Le leader du parti chiite a nié que le Hezbollah ait créé sciemment un nouvel obstacle à la formation du gouvernement ou empêché le Courant patriotique libre et le chef de l'Etat, Michel Aoun, d'obtenir 11 portefeuilles "car il s'agit d'un allié stratégique". "Le ministère que nous demandons (pour les sunnites du 8 Mars) appartient à la quote-part du Premier ministre désigné", a affirmé Hassan Nasrallah.
"Nous sommes fiers de compter parmi nous ces alliés sunnites", a déclaré Hassan Nasrallah. Selon lui, ces derniers "ont empêché de transformer le bras de fer politique en conflit communautaire, comme le voulaient les Etats-Unis, Israël, l'Arabie saoudite et certains Libanais".

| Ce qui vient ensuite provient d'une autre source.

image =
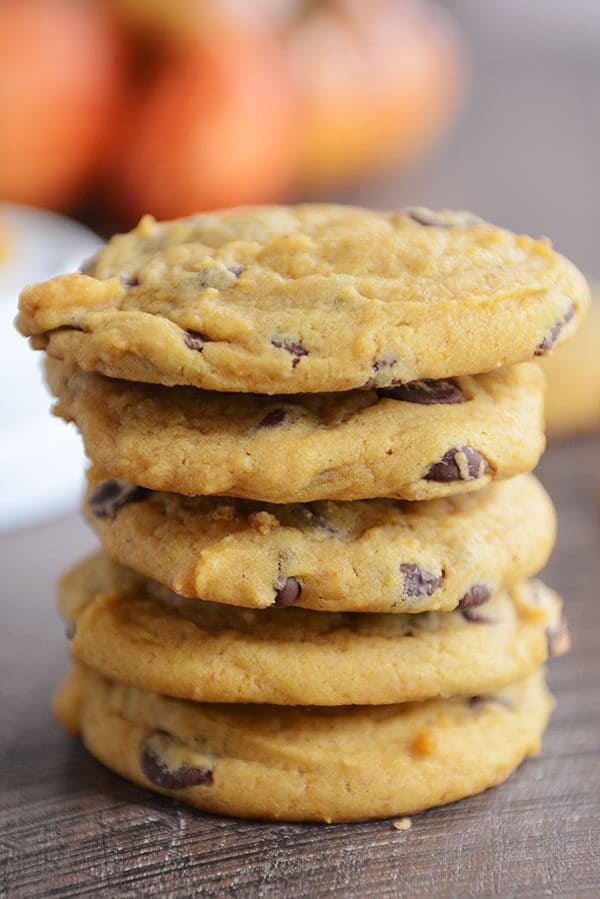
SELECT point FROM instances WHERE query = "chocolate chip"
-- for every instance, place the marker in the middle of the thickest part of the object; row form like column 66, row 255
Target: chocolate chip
column 558, row 639
column 274, row 417
column 160, row 774
column 129, row 281
column 460, row 463
column 194, row 340
column 316, row 520
column 418, row 581
column 384, row 362
column 476, row 617
column 426, row 392
column 550, row 338
column 430, row 217
column 287, row 591
column 112, row 495
column 475, row 596
column 295, row 349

"Le Hezbollah et Amal ont facilité la formation du gouvernement mais visiblement, l'humilité est une erreur au Liban", a déclaré Hassan Nasrallah. Selon lui, les six portefeuilles promis au tandem chiite (Amal-Hezbollah) "ne correspondent pas à notre représentation". "Nous aurions pu demander 10 ministères, si on avait suivi les critères appliqués aux Forces libanaises, au PSP de Walid Joumblatt et au courant du Futur", a-t-il déclaré, indiquant que le tandem chiite ne savait pas encore quels portefeuilles ils allaient obtenir au sein du prochain cabinet.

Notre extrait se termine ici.